I’m not fully against privatising healthcare, but I have significant reservations about the practicalities.
As far as I’m concerned, if people have to bankrupt themselves to pay to treat treat health conditions, I see that as being an immoral situation. A country that can afford to stop this happening should do so. That doesn’t mean that there shouldn’t be privatised healthcare, but I think the system should be managed properly so that this doesn’t happen (possible with private or state owned healthcare systems). Being seriously ill is damaging enough, there’s no reason that people in first world countries should have to worry about how they can afford the treatment.

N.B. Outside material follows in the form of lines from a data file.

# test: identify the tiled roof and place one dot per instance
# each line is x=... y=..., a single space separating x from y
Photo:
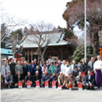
x=6 y=51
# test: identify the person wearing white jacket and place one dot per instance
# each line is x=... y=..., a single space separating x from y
x=98 y=72
x=68 y=69
x=63 y=67
x=73 y=65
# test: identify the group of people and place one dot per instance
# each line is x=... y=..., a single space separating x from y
x=62 y=72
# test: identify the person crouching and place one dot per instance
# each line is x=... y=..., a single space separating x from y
x=70 y=81
x=62 y=80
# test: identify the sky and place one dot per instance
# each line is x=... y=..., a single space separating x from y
x=33 y=11
x=37 y=10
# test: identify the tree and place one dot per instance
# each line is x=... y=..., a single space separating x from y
x=74 y=14
x=41 y=37
x=79 y=53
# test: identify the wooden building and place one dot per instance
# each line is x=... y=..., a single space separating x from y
x=57 y=47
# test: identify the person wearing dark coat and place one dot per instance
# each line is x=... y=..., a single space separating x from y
x=57 y=69
x=75 y=71
x=25 y=69
x=9 y=80
x=89 y=81
x=31 y=68
x=84 y=67
x=45 y=77
x=28 y=77
x=12 y=68
x=54 y=77
x=36 y=77
x=18 y=77
x=38 y=69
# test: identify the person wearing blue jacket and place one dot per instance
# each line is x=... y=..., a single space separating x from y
x=31 y=68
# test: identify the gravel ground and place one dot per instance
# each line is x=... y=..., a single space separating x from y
x=50 y=95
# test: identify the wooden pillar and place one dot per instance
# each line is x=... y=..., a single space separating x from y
x=31 y=55
x=100 y=53
x=28 y=55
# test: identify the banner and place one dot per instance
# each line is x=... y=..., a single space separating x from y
x=70 y=86
x=19 y=84
x=79 y=86
x=28 y=84
x=60 y=87
x=53 y=84
x=37 y=84
x=46 y=84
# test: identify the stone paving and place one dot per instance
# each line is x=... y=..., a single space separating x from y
x=50 y=95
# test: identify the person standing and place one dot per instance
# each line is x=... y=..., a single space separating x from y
x=51 y=68
x=12 y=68
x=91 y=64
x=89 y=81
x=25 y=69
x=63 y=67
x=9 y=80
x=4 y=71
x=18 y=67
x=98 y=72
x=73 y=65
x=84 y=67
x=31 y=68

That’s one problem that, if I were American, I would be trying to fix.
Also, how is meaningful consumer choice attained? Most people don’t know much about healthcare. Many will go to a doctor and try to get drugs, when they don’t get them, they just go to another doctor who will give them to them. However, what people want and what is good for people are often very different things. I know at least some people in America who are little more than legalised drug addicts. Over prescription is a real issue for the American healthcare model, too.
However, I don’t think that either of these problems needs a state owned healthcare system to fix them. Maybe a bit more regulation or some other form of incentives in the system. But America still has the most advanced healthcare system in the world, many people in England with rare or difficult to treat illnesses have to go to the states to have them fixed.
The NHS in England has problems - long waiting times, understaffing, strikes etc. However, most peoples personal experience with the system (including mine) are 100% positive, and I’ve had some complex operations on the NHS.
The NHS works for the UK, so I don’t see a need to change it. If private healthcare works ok for America, which overall it seems to, thats cool too. Neither system is without problems, but neither system is working so badly that it needs overhauling. Sometimes there is more than one possible solution to a problem, something which is easily forgotten when everybody is desperate to cling to an ideology. In this case, each solution has drawbacks, and each has advantages, but neither out of them come out on top.